Así, el artículo 37 del Decreto 675 de 2001 dice textualmente: ” Integración y alcance de sus decisiones. La asamblea general la constituirán los propietarios de bienes privados, o sus representantes o delegados, reunidos con el quórum y las condiciones previstas en esta ley y en el reglamento de propiedad horizontal” Entendemos como representante o delegado una tercera persona a quien el copropietario le ha otorgado poder para representarlo, debido a su imposibilidad de asistir a ella.

Como se observa, dicho artículo introduce en los aspectos jurídicos que rodean esta actividad, dos elementos importantes que debemos analizar de manera juiciosa, a fin de cumplirlos -y hacerlos cumplir- de manera responsable. Uno es el representante o delegado y el otro el poder que el propietario otorga a éste para que lo represente.

El Poder

Poder: como dice el profesor Tamayo Lombana “Es el elemento en virtud del cual el representante actúa en nombre del representado, haciendo producir en su cabeza y en su patrimonio los efectos del acto jurídico celebrado. Se debe aclarar en este aparte que el poder puede ser general o especial según el artículo 2156 del código civil. Si lo primero, se otorga para todos los negocios del mandante, si lo segundo, cuando comprende uno o varios negocios especialmente determinados.

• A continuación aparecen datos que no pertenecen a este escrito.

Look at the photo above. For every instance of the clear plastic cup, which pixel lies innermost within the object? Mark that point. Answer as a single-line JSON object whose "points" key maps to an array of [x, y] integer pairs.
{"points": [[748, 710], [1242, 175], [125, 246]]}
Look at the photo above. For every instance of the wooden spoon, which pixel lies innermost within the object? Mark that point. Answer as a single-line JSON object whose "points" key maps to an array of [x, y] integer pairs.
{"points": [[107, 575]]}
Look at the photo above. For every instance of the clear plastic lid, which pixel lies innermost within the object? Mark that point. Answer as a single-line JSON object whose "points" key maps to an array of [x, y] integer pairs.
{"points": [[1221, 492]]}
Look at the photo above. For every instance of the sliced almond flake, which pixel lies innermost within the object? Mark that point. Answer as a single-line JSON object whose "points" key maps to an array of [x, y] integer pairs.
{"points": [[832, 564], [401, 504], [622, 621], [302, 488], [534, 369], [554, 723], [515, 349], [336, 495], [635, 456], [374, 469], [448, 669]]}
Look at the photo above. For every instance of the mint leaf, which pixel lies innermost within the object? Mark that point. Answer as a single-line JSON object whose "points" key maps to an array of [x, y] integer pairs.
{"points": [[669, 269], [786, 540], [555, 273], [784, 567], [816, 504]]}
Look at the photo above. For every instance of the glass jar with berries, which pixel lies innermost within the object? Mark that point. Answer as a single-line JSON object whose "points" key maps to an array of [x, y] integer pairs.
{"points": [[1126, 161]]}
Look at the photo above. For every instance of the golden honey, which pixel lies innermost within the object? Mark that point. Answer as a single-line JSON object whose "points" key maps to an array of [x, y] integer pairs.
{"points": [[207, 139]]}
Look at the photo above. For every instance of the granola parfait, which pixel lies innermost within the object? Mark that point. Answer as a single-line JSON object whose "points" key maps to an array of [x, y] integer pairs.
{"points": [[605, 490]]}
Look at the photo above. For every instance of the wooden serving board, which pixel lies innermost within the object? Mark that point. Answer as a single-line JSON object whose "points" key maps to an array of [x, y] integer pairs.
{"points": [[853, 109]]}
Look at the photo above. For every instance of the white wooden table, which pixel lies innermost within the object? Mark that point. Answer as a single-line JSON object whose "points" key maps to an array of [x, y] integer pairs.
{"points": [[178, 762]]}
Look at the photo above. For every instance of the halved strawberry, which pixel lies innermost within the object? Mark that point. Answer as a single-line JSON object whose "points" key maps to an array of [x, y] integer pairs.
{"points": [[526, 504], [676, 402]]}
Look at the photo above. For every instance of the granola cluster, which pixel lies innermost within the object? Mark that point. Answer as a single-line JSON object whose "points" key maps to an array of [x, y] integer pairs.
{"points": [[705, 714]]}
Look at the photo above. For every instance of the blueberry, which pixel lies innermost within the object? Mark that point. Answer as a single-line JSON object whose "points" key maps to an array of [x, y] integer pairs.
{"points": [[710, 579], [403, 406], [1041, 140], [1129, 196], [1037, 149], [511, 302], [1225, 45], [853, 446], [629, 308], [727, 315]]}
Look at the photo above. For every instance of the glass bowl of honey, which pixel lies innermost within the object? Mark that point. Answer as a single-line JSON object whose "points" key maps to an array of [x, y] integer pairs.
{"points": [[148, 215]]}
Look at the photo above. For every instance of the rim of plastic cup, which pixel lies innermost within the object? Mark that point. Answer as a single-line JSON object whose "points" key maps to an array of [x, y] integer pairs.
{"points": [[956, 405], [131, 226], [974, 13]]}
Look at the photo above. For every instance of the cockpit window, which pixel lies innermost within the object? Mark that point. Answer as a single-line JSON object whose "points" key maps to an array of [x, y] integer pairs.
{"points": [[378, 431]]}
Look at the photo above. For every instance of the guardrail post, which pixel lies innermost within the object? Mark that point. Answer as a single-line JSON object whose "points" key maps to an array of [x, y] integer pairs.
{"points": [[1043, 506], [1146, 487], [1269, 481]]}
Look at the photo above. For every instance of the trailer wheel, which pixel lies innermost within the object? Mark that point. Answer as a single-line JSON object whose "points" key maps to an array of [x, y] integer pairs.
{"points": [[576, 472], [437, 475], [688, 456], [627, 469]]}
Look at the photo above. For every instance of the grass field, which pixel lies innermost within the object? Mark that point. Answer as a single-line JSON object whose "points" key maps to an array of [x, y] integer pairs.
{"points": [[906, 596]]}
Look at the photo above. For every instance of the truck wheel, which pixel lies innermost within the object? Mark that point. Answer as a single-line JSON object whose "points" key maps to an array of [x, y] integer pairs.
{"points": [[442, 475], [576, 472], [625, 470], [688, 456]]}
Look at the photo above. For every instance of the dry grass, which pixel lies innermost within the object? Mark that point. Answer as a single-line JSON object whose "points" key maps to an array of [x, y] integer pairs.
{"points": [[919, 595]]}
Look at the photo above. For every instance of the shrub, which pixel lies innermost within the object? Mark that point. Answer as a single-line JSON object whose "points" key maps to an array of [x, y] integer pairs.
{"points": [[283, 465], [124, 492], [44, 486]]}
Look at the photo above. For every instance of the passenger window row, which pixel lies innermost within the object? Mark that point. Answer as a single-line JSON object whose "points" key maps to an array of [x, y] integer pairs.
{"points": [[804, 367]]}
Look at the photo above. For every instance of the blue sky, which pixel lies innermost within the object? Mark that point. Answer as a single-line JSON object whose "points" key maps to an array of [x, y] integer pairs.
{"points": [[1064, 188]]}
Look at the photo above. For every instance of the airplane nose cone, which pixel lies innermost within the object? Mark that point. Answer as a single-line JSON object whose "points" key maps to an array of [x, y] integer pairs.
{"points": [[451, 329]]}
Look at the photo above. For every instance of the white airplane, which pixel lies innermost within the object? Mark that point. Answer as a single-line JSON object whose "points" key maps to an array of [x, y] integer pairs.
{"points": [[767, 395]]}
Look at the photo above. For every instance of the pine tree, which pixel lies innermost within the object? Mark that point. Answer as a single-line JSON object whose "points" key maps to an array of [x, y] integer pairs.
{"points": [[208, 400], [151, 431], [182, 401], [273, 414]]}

Entonces, cuando le otorgamos poder a una persona para que realice cualquier actividad a nombre de nosotros, estamos celebrando un contrato de mandato: Se entiende por contrato de mandato aquel mediante el cual una persona encomienda la realización de uno o más negocios a otra persona la cual se debe hacer cargo de ellos pero por cuenta y riesgo de quien encomienda la realización de los negocios.

Quien encomienda los negocios se denomina mandante, comitente o poderdante, mientras quien acepta el encargo se denomina mandatario o apoderado. Así se encuentra establecido en el artículo 2142 del código civil el cual establece lo siguiente: “El mandato es un contrato en que una persona confía la gestión de uno o más negocios a otra, que se hace cargo de ellos por cuenta y riesgo de la primera. La persona que concede el encargo se llama comitente o mandante, y la que lo acepta apoderado, procurador, y en general mandatario”.

El poder para que se nos represente ante la asamblea

De todo lo expuesto anteriormente, se colige que el poder que otorgamos a un tercero para que nos represente ante la asamblea de copropietarios, ordinaria o extraordinaria, es un documento público que adquiere efectos jurídicos en cuanto en una asamblea de copropietarios se puedan tomar decisiones que puedan afectar los bienes y el patrimonio de los asistentes. Es por ello que al otorgarlo debemos tener en cuenta algunas recomendaciones que garantizarán su plena velidéz. Caso contrario, ésto no tendría efectos legales para justificar la inasistencia a la asamblea y el Administración estaría facultado para hacer efectiva la multa correspondiente.

  • No se deben otorgar poderes en blanco, es decir sin que hayan sido llenados debidamente los espacios dispuestos para consignar los nombres y documentos de identidad tanto del poderdante como del apoderado. El texto motivo del poder se encuentra pre escrito en el formato que proporciona la Administración,
  • Se deben consignar las firmas autógrafas de uno y otro. No deben ser simuladas o imitadas cualquiera de las dos. Recuerde que el cambio o la suplantación de firmas puede constituírse en un delito.
  • Los datos consignados -nombres y números de identidad- deben ser reales y corresponder a personas reales.
  • El poder debe ser presentado al memento de registrar la asistencia. Es así como la persona que lo porta debe identificarse y firmar la planilla en el lugar correspondiente a l número de su apartamento y, posteriormente, hacer los propio con respecto al número de apartamento de su poderdante.
  • Ya dentro del recinto asambleísta, el copropietario debe votar las decisiones a que haya lugar, de igual manera: es decir, primero a cuenta suya y posteriormente por cuenta de su poderdante.

Observemos con respeto y orden estas recomendaciones y de seguro tendremos una asamblea tranquila, ordenada y satisfactoria para todos los asistentes. Muchos éxitos.